I first posted this within my first month of starting….so no one but my family has seen it. I decided to update this because we make it often in the cooler months and have done so for more than 10 years. There are few better recipes to get your kids started on a lifetime love of good food from their own kitchen.
I first started making this to help my sons learn how to cook. It is a fairly straight forward recipe that can be embellished as their cooking skills improved. The nice part is they didn’t have to cook the pasta on the stove. (So you didn’t have to worry about them draining boiling water into the sink) It has become one of their favorites. My oldest son, who is now living away from home, makes this for himself on a regular basis.
First the basic recipe
2-3 Tbs olive oil
2-32 oz jars of spaghetti sauce
1 pkg of sweet Italian sausages (6)
1 pkg of pasta of your choice (ziti, penne, rigatoni) Multi-grain pasta works well here.

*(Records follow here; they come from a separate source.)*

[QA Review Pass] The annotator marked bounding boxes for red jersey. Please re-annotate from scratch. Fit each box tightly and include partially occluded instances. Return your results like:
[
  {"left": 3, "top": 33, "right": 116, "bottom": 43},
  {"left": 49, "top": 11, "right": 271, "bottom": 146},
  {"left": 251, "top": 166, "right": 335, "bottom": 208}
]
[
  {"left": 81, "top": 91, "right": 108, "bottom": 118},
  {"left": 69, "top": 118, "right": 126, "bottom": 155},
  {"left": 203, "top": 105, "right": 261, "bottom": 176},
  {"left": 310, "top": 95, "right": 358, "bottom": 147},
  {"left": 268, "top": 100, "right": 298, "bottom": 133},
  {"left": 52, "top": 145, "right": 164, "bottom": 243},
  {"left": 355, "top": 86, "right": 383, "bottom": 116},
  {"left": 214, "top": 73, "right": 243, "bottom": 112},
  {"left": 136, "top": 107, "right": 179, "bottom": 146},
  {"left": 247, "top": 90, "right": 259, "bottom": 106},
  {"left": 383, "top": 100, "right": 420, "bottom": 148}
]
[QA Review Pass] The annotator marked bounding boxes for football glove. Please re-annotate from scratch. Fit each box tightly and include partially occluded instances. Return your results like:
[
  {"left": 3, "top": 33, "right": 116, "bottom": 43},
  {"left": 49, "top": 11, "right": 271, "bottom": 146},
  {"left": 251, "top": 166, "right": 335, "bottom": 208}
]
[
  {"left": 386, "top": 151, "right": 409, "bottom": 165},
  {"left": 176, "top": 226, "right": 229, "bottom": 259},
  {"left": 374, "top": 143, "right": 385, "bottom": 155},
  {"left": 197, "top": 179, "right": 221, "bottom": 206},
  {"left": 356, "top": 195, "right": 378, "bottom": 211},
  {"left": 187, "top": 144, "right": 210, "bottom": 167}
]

1 8oz pkg of shredded Italian cheese. We like the 5 cheese mix, but just mozzarella works too.
A six quart sauce pan
A five quart covered casserole dish.
Next-the embellishments you can add as their skills (and taste buds) mature.
1 yellow onion, medium dice
2-4 cloves garlic, minced (or granulated garlic works too)
1 cup chopped sweet peppers
8 oz of mushrooms of your choice-you can start with pre-sliced and move to whole as they get better with the knife work.
1/2 cup red wine (Cabernet, Chianti, etc) optional
1/4 cup of chopped fresh basil or basil slurry (see how to have fresh basil flavor year round here)
Preheat oven to 375F
Remove and discard the casings from the Italian sausage.
Put the 6 quart pan on the stove and heat it for about 60 secs. Add the olive oil and then the sausage. Break up the sausage as it browns. Add the onions, garlic, peppers and mushrooms when sausage is about half cooked. When onions become translucent and mushrooms begin to yield their liquid, add the wine and seasonings. Let this simmer for about 5 minutes. Add your spaghetti sauce and stir. Heat until bubbling. Turn off heat.
In your greased casserole dish, layer the following;
First put down a layer of your sauce mixture, then sprinkle on your uncooked pasta till the sauce is almost completely covered, next sprinkle on about 1/2 cup of the shredded cheese. Repeat until casserole is almost full. Your top layer should be sauce, pasta, sauce and last cheese.
Put the cover on the casserole and bake for 45- 1 hour until pasta is tender.
Remove and let cool for about 10 minutes. This allows the juices that rise to the top to be reabsorbed. Think of it like letting a roast rest before serving.
Serve with with a crusty bread. Enjoy!